The Sampling Analyzer measures, records, and analyzes the performance of an application. It can also compute an improved load order for functions in your application's address space and help you rebuild a tuned application.
Experiment menu | Provides commands for loading, exporting, printing, and deleting experiments and for creating mapfiles. |
View menu | Provides commands for selecting, sorting, finding, and showing data. |
Options menu | Provides commands for altering column widths and histogram names |
Help menu | Provides online help |
Data list box | Determines the kind of performance data to be analyzed |
Display list box | Sets the display method for the data being analyzed |
Unit radio buttons | Select the type of unit to view in the display pane. |
Average legend | Displays the average percentage of time spent in performance problem areas contained in experiment samples. |
Sample display pane | Contains graphical analyses of collected data. |
Include Samples text field | Displays samples, sample ranges, and/or numbers of displayed samples. The text box is editable. |
Arrow buttons | Let you step through an experiment, incrementing or decrementing the sample number by one per click, and view program behavior at each sample. |
Message area | Displays information about current actions. |
The Sampling Analyzer examines an experiment record written by the Sampling Collector and displays it graphically on screen. The er_export utility converts the data of the experiment record to ASCII format, and the er_print utility prints the data of the current display to a file or printer. These two utilities are invoked from the Export and Print entries in the Experiment menu. They are not normally run from the command line.

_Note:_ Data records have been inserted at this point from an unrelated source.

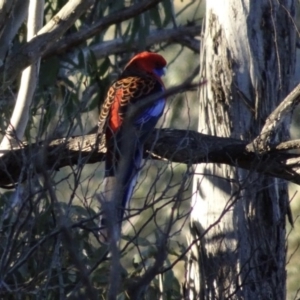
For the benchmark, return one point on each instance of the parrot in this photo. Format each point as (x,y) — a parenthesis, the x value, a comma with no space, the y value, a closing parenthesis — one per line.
(140,78)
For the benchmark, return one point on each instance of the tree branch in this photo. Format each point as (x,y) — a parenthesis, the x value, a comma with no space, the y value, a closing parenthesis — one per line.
(18,122)
(174,145)
(115,18)
(33,50)
(180,35)
(275,119)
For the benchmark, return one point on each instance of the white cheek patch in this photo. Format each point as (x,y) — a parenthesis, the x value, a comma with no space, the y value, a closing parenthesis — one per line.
(157,108)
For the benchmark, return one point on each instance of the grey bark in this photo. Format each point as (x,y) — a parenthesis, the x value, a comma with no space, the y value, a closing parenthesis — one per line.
(248,58)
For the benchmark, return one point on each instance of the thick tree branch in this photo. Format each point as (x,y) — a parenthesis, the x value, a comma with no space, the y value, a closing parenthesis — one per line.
(115,18)
(179,146)
(275,119)
(180,35)
(33,50)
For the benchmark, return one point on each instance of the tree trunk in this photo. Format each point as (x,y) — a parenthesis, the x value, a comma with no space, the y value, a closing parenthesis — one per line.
(238,216)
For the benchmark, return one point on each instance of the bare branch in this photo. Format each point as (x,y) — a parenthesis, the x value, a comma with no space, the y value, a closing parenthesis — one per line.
(20,116)
(180,35)
(34,49)
(275,118)
(115,18)
(174,145)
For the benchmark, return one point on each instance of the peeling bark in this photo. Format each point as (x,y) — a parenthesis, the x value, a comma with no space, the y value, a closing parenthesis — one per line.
(248,58)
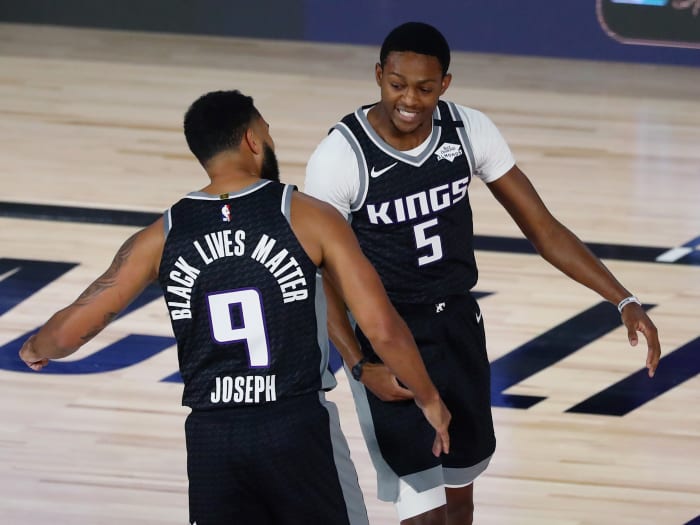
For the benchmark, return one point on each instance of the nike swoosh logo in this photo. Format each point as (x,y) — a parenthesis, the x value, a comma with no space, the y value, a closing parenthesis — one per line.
(374,173)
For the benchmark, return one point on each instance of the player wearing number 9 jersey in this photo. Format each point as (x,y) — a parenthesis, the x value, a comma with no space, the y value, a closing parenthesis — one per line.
(237,262)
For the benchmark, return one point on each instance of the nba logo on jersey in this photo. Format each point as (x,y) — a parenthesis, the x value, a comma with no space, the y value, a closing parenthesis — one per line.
(448,151)
(226,213)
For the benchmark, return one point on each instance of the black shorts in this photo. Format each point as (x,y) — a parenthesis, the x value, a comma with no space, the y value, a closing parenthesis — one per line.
(450,336)
(284,462)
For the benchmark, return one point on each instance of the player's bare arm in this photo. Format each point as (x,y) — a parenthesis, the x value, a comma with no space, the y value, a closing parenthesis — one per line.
(330,242)
(133,267)
(565,251)
(375,376)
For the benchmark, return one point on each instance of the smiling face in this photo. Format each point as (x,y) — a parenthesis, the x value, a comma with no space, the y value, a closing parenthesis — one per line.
(411,85)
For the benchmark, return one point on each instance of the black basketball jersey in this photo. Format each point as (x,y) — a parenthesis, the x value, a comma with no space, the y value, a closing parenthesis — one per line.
(242,298)
(412,216)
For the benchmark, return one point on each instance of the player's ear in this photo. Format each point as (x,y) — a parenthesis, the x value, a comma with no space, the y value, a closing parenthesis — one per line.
(252,141)
(445,83)
(378,73)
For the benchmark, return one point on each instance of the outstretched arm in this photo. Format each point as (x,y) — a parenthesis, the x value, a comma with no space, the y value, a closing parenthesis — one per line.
(330,243)
(375,376)
(560,247)
(134,266)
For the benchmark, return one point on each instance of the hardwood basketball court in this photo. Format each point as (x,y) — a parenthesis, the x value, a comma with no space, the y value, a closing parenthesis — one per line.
(91,146)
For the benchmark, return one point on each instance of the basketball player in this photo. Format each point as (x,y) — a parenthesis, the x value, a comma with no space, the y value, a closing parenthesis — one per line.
(237,262)
(400,170)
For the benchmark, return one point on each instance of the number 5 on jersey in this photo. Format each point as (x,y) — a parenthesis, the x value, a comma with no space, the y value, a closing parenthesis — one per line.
(424,241)
(237,315)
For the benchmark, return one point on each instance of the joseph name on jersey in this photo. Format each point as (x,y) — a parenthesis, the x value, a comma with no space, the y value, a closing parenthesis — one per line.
(229,243)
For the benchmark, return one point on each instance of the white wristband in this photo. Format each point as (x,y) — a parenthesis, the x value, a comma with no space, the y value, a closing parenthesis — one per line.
(626,301)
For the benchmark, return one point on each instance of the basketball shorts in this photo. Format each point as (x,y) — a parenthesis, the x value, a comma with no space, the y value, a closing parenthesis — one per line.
(450,336)
(285,462)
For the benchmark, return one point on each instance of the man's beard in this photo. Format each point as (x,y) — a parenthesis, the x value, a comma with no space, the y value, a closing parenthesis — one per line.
(270,170)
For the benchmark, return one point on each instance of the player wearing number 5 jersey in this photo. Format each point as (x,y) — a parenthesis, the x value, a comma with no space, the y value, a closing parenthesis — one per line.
(400,170)
(237,262)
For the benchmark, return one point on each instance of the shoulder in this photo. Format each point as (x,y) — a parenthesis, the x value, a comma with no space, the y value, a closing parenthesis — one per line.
(333,146)
(473,118)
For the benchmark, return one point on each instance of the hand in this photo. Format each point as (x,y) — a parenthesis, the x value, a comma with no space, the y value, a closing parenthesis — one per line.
(28,354)
(439,417)
(637,320)
(383,384)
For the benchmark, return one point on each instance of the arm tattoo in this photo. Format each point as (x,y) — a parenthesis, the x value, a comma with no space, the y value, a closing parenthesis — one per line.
(97,329)
(108,278)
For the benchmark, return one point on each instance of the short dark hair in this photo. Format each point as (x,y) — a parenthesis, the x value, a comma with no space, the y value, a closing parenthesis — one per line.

You can load an experiment both as the Sampling Analyzer is opening and after the Sampling Analyzer is already open. By default, experiment data is shown using Overview display, but you can change the view to a Histogram, Cumulative, Address Space, or Statistics display, depending on the nature of the data.
To load an experiment as the Sampling Analyzer opens, double-click the experiment name in the Load Experiment dialog box that is displayed when the Sampling Analyzer window opens.
Or, navigate to the experiment name you want, and double-click it.
To load an experiment after the Sampling Analyzer is already open:
Choose Experiment > Load.
Type the name of the experiment in the Name text box or double-click its entry in the file filter.
Or, navigate to the experiment name you want, and double-click it.
The Sampling Analyzer allows you to view different types of collected data. You can specify the kind of data that would help you improve your application's performance.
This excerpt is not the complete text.